Where Were You In ’55?

Lincoln Elementary School

Lincoln Elementary School

A very interesting discussion took place in 2010 at an informal reunion of our high school classmates and friends we made during those formative years.

We met 55 years ago when we were 5.

It was 1955.

We lived in the same neighborhood in a small Iowa town.

Our formal education began at Lincoln Elementary School

My family moved to South 9th Street … two blocks from the school … the summer before I started Kindergarten.  I was 2 blocks from my school, 2 blocks from by church, 3 blocks from the big store, 2 blocks from the little store, 2 blocks from my cousins.

Dozens of us lived in an area that was about a half-mile square.

Almost everything important in our lives
was within walking distance.

School, Churches, Grocery Stores, Dime Stores, Cousins, and Friends … all close to us.

Our lives would have been quite different
if we had grown up under different circumstances.

Several of us who had moved away following high school graduation started to reminisce about our early years … and speculated about how different things might have been without that beginning.

People I know who grew up in the city of Chicago and in the boroughs of New York talk about neighborhood reunions, not class reunions.
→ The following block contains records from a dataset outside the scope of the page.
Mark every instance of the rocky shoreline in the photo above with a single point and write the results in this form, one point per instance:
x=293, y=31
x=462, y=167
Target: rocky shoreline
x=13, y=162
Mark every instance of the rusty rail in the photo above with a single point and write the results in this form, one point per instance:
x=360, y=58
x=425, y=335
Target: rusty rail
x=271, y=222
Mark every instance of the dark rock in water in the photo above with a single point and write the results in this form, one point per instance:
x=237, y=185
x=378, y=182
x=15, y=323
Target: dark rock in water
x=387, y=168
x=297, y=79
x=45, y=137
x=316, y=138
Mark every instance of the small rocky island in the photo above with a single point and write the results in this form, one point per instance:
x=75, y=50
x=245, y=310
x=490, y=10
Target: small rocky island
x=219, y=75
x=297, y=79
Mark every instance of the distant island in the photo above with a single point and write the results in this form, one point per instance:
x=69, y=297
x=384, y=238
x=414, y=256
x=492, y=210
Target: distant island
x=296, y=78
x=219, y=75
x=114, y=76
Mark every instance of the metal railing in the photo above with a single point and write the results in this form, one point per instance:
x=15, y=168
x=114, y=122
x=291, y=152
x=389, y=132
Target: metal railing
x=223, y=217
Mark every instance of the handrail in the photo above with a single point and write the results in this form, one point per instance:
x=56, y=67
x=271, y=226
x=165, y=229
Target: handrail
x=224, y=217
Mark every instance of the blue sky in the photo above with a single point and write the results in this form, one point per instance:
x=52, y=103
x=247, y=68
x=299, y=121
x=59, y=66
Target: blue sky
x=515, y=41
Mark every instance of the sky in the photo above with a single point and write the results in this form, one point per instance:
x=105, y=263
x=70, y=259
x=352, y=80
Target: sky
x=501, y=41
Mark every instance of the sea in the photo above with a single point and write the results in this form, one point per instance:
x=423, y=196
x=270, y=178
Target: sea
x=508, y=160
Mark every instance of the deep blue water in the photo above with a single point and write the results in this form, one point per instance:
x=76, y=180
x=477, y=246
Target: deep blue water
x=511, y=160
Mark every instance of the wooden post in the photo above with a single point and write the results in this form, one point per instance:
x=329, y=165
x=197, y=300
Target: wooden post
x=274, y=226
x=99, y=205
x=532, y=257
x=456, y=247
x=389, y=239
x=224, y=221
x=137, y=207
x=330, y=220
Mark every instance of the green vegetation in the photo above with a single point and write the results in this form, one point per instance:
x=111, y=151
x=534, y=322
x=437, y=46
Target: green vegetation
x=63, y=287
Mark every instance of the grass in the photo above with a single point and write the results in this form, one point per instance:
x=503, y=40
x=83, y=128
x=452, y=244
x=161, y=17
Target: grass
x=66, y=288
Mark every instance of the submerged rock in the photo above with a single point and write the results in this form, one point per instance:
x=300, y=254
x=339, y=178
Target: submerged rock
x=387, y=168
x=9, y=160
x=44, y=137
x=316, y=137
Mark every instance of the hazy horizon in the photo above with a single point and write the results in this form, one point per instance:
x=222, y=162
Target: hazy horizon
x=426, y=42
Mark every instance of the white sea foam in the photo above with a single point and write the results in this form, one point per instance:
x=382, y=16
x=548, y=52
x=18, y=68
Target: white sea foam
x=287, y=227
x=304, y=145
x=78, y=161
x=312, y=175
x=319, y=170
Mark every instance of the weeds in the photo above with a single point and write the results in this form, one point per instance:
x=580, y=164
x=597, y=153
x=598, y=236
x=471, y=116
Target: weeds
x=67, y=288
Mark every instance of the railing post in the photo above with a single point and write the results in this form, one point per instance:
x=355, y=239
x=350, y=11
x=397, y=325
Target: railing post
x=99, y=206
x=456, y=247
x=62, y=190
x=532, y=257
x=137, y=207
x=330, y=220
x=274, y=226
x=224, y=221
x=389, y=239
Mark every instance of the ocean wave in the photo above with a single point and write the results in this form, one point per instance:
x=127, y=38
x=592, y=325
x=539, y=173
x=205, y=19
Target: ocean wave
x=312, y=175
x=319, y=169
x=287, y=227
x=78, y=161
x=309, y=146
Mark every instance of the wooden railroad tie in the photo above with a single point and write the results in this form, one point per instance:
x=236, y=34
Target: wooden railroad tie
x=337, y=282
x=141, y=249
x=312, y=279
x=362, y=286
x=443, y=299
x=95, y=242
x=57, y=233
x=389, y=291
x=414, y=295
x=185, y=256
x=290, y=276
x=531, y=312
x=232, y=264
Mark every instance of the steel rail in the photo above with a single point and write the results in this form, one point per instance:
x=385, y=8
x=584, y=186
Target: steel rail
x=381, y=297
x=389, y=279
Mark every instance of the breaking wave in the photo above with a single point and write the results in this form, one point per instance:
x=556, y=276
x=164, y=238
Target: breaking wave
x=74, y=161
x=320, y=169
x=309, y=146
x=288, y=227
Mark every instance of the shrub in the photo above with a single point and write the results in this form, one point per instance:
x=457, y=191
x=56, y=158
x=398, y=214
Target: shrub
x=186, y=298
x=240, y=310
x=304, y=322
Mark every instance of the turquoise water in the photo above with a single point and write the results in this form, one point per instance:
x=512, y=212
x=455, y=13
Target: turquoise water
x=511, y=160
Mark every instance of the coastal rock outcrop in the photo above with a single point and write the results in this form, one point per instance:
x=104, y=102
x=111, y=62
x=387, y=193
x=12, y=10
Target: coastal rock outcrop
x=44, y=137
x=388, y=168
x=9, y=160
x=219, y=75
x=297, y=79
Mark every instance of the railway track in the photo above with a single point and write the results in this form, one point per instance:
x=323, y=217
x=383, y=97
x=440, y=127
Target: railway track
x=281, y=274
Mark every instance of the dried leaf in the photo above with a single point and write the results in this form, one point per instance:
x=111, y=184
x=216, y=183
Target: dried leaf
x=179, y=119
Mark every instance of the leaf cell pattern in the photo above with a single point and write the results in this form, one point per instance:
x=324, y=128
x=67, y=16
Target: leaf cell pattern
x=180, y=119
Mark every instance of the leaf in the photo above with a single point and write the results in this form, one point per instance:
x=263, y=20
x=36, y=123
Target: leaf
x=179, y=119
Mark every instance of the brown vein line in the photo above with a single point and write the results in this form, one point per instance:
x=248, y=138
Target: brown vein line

To them, your specific class was only part of your roots … it was the neighborhood that was important.

My hometown may have come to the same conclusion.

In September 2011 there will be a Clear Lake All Class Reunion. Most of the All Class Reunion events are this weekend, September 17. The venue is the Surf Ballroom … well known by Rock & Roll fans as the location of the last concert given by Buddy Holly. Our hometown has the ignominious distinction of being the place where “the music died.”

The “Surf” however is still a great venue for concerts and dances, and still has a full schedule of bookings of a wide range of performers.

I remember when it happened, but I was too young to know much about Buddy Holly … and certainly too young to be allowed to go to the dance.

I was looking forward to seeing my classmates again. It sounds like the attendance might be quite good.

Unfortunately, I made the long drive home a week early in order to be with my family. We gathered to for my uncle’s funeral services.

I plan to attend next year, and look forward to seeing a larger cross-section of the people who were part of my world during my formative years.